Gute Journalisten sind neugierig. Sie wollen Dinge verstehen, hinterfragen das Bestehende, versuchen durch Recherche der Wahrheit so nahe wie möglich zu kommen. Sie können schreiben, filmen, erzählen. Wäre ihr grösstes Talent, Kühlschränke an den Mann und die Frau zu bringen, wären sie vermutlich Verkäufer geworden.


Verkaufen ist aber zur unverzichtbaren Disziplin im Journalismus geworden. News und Geschichten werden immer seltener aktiv gesucht. Inhalte müssen dorthin gebracht werden, wo die User sind. Push statt Pull. So ist der Smartphone-Sperrbildschirm längst zur umkämpften Zone geworden, wo Pushmeldungen um die Aufmerksamkeit potentieller Leser buhlen. Damit hat sich auch der Job des Journalisten verändert: Gefragt sind Titel und Bilder, welche bei den Rezipieten sofort die Aufmerksamkeit wecken und Interesse auslösen. Gefragt sind Pushnachrichten und Postings in Sozialen Netzwerken. Gefragt sind Communities, welche die Geschichten teilen und so weiterverbreiten. Gefragt sind immer häufiger bezahlte Werbung in Sozialen Medien oder bei Google. Gefragt ist eine ganze Menge, was nicht zum erlernten journalistischen Handwerk gehört, auf dem Weg zum Leser, Zuschauer oder Zuhörer aber erfolgsentscheidend ist.

Gesucht: “Inhaltsverkäufer/in 100%”.


Sünde 6: Egozentriert statt nutzerzentriert

Niemand kennt unser Business besser als wir selbst.

Diese Aussage mag stimmen, aber was interessiert das die Kunden.
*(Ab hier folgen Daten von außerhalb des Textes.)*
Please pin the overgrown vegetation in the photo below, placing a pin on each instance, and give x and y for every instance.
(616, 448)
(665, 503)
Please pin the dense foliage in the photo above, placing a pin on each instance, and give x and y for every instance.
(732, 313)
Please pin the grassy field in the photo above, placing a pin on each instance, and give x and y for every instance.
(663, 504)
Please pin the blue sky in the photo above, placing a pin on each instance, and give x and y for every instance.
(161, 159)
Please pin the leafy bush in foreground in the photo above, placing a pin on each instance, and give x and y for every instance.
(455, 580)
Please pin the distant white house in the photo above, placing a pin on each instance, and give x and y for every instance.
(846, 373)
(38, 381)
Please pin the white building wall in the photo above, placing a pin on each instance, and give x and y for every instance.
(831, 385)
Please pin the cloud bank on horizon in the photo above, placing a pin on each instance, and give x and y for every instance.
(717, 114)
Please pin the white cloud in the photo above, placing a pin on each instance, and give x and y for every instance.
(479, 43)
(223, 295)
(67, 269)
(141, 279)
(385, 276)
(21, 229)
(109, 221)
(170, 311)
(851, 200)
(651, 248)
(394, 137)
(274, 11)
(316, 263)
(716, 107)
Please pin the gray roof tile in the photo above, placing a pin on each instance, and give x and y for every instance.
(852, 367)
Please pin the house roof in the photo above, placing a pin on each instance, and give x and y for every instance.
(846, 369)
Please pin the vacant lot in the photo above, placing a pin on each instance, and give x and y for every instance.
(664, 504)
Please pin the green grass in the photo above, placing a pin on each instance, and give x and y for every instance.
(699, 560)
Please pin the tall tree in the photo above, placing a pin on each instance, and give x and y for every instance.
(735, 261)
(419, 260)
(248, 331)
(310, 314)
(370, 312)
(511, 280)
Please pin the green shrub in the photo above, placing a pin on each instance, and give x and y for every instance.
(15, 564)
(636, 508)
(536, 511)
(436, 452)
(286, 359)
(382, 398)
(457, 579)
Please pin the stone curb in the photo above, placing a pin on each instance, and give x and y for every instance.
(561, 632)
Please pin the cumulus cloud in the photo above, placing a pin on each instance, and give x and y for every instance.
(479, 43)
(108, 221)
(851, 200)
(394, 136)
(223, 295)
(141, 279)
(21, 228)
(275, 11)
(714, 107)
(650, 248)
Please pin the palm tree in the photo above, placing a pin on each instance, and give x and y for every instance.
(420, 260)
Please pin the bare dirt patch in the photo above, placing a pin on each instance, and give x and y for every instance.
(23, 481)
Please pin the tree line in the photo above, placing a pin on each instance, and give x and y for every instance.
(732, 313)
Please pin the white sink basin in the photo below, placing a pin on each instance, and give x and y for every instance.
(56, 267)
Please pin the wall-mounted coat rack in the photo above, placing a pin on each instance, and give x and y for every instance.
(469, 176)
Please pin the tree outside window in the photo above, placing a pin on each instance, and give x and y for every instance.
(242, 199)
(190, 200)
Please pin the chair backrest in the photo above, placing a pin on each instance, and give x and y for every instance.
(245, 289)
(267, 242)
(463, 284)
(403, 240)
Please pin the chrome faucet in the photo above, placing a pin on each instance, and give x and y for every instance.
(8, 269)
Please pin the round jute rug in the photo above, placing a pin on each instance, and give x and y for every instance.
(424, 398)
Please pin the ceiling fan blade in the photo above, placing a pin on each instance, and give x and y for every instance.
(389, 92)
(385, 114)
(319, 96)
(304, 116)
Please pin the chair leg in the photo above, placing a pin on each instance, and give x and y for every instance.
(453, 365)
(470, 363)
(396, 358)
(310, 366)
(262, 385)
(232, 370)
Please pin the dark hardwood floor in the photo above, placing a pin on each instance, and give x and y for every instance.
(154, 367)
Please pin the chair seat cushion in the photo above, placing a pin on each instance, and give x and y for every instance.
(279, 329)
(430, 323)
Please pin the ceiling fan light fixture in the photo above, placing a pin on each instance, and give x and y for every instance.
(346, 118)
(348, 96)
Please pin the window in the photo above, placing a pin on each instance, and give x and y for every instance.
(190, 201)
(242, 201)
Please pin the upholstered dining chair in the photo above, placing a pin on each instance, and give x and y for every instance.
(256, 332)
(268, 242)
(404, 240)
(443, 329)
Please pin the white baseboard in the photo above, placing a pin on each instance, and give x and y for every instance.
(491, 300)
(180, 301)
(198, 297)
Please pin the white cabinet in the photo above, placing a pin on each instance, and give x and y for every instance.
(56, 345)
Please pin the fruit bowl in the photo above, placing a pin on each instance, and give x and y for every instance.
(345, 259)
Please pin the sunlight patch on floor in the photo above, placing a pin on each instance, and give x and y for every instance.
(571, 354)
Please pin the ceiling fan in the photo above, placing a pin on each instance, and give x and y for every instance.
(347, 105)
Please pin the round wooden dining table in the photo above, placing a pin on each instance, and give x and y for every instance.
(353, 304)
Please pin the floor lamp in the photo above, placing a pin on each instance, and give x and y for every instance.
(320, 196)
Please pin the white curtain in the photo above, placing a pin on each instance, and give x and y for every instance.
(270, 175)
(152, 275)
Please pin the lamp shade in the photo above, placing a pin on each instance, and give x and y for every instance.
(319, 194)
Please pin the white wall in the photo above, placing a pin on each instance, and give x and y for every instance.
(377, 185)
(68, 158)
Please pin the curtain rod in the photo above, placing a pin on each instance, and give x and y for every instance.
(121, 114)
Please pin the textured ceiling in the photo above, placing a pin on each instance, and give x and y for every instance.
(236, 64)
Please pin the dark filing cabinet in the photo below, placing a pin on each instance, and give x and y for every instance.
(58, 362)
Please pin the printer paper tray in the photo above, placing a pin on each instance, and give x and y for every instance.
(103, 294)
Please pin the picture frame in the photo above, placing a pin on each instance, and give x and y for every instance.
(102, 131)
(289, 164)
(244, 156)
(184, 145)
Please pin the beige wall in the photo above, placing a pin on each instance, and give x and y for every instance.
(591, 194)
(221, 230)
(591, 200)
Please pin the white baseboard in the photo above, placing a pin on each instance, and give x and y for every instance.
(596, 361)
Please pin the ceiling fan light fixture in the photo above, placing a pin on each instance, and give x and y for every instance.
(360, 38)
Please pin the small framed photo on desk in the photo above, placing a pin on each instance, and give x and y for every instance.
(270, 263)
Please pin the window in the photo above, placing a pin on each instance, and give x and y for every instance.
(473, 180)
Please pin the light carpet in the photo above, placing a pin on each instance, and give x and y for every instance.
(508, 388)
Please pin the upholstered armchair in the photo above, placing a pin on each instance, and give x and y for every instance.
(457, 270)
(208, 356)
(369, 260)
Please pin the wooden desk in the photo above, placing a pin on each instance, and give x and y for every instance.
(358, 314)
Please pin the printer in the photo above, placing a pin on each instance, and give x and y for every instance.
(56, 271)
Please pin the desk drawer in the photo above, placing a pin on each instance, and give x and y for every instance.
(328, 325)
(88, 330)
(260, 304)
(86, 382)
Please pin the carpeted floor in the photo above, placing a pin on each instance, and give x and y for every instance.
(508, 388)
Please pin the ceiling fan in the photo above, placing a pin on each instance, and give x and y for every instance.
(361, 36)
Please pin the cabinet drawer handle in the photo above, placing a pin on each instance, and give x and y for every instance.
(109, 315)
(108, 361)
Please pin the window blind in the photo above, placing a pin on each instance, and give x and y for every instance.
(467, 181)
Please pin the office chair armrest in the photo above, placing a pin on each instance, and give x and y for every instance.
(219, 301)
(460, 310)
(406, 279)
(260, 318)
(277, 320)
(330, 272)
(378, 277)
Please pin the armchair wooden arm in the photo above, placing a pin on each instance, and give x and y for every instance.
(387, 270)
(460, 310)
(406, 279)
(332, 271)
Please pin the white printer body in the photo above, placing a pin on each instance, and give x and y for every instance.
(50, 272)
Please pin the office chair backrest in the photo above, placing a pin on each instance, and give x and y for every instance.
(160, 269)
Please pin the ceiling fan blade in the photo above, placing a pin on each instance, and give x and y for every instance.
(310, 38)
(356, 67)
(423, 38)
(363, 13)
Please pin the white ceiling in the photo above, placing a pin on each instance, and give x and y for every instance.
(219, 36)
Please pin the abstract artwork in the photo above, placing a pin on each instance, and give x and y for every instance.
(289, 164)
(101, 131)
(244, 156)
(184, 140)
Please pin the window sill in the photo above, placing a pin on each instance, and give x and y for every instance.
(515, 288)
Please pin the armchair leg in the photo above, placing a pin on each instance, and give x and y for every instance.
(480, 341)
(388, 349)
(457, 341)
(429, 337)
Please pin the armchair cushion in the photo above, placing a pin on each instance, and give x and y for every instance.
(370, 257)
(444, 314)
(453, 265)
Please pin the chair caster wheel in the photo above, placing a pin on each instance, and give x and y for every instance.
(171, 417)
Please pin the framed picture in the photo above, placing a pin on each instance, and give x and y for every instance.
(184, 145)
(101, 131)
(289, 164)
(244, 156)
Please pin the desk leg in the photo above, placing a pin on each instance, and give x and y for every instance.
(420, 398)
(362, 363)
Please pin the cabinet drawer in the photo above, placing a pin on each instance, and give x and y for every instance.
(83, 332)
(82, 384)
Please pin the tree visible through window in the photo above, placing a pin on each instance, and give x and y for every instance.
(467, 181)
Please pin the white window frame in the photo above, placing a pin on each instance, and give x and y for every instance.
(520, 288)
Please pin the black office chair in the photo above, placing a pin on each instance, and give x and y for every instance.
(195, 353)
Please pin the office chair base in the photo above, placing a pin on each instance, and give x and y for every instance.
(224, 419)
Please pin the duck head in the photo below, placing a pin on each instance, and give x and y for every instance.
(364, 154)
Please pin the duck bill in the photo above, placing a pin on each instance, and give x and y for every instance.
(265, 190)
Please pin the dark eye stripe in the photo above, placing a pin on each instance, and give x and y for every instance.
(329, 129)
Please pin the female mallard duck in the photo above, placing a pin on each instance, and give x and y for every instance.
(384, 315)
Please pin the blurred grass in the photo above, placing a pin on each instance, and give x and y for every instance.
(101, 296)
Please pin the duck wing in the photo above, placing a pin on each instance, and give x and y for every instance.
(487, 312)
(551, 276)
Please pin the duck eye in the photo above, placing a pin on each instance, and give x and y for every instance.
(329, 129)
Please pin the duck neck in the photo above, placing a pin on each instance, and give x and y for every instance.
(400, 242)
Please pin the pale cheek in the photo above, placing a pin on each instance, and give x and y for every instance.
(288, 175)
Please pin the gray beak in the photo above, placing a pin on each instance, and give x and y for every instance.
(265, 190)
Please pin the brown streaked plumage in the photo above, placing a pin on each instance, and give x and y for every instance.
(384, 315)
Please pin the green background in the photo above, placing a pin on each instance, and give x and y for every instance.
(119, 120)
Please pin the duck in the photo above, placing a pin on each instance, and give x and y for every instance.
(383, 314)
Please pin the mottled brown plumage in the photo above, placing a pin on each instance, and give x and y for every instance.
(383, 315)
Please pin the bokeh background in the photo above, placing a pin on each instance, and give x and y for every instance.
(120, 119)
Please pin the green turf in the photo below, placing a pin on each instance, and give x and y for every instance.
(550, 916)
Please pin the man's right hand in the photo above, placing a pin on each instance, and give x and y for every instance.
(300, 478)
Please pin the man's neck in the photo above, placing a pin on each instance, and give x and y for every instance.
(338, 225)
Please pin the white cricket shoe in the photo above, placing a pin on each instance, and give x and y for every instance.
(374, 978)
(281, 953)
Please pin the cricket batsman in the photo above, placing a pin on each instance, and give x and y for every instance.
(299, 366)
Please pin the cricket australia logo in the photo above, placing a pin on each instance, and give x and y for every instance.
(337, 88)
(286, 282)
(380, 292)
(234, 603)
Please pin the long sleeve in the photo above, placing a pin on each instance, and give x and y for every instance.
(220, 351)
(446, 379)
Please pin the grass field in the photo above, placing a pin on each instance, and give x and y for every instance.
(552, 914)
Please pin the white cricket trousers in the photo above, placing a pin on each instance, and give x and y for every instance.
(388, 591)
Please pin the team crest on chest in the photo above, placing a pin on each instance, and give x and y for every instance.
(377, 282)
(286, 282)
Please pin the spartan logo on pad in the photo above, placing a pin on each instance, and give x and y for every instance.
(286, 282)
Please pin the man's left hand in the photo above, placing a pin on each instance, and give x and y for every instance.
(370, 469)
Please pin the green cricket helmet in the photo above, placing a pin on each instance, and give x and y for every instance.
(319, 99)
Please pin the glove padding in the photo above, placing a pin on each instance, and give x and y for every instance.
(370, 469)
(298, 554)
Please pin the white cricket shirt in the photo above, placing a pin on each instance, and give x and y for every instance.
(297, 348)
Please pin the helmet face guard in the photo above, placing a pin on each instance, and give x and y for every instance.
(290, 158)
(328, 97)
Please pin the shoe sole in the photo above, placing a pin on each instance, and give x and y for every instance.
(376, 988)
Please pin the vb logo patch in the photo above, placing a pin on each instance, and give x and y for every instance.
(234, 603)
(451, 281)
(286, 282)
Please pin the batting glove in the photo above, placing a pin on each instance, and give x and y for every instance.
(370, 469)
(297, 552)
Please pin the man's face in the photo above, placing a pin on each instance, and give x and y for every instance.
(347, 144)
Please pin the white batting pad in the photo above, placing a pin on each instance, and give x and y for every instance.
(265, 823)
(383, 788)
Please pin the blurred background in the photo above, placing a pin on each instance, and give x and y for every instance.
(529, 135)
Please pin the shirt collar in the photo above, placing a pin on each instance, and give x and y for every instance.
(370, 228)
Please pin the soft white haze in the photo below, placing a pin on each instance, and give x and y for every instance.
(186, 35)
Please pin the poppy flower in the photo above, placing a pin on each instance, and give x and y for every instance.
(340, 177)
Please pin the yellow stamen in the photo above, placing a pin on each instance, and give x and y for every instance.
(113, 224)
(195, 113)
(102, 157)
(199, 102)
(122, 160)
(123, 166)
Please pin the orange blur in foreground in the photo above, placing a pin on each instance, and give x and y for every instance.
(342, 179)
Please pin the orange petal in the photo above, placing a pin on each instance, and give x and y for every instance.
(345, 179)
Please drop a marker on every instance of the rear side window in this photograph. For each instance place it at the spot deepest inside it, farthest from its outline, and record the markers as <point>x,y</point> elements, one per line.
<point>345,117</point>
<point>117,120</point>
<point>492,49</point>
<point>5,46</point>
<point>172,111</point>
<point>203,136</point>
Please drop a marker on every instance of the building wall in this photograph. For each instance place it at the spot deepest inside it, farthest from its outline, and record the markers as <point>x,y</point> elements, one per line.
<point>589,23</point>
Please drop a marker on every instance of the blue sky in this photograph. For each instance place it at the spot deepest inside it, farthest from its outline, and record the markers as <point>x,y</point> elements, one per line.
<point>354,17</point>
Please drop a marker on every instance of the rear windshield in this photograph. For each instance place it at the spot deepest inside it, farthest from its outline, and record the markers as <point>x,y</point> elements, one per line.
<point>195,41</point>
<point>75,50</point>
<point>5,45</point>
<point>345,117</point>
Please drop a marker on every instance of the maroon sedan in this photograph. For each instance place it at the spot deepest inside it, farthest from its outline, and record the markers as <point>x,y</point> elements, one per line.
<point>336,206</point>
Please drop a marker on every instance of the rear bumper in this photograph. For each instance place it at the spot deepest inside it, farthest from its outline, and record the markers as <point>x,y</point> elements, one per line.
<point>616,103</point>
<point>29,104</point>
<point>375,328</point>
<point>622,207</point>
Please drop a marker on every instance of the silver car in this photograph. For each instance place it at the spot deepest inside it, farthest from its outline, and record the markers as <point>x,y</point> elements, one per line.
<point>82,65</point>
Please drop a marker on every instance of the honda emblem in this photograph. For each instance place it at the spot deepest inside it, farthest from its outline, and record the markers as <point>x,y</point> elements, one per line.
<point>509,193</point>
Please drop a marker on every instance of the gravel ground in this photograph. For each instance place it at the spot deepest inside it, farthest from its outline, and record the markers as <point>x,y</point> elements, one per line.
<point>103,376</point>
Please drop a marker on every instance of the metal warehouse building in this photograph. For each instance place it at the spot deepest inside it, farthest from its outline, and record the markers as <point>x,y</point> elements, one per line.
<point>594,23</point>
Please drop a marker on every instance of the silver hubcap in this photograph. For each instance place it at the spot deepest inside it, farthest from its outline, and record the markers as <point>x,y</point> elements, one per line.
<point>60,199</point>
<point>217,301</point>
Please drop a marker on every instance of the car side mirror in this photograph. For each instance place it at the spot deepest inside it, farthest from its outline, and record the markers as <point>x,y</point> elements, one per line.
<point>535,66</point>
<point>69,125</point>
Sie allein entscheiden, ob ein Medium die richtigen Angebote hat und ob sie bereit sind, Geld dafür zu bezahlen. Die traditionelle Sichtweise aus dem Unternehmen heraus birgt stets das Risiko, an den Bedürfnissen der Menschen vorbei zu handeln.


Was nützen einem Hotelier 30 Jahre Branchenerfahrung, wenn seine Kunden ihre Übernachtungen plötzlich bei Airbnb buchen? Was nützt es dem traditionsreichen Fotohersteller, dass er die Produktion von Systemkameras besser versteht, als die Technikkonzerne im Silicon Valley, wenn seine Kunden lieber mit einem Smartphone fotografieren?


Erfahrung wird dann zur Waffe, wenn sie dazu eingesetzt wird, Produkte laufend den sich verändernden Kundenbedürfnissen anzupassen. In der agilen und nutzerzentrieren Produktentwicklung spielt der Kunde die entscheidende Rolle. Neue Ideen werden darum so rasch wie möglich mit Nutzergruppen getestet. Schliesslich muss der Wurm dem Fisch schmecken, nicht dem Angler.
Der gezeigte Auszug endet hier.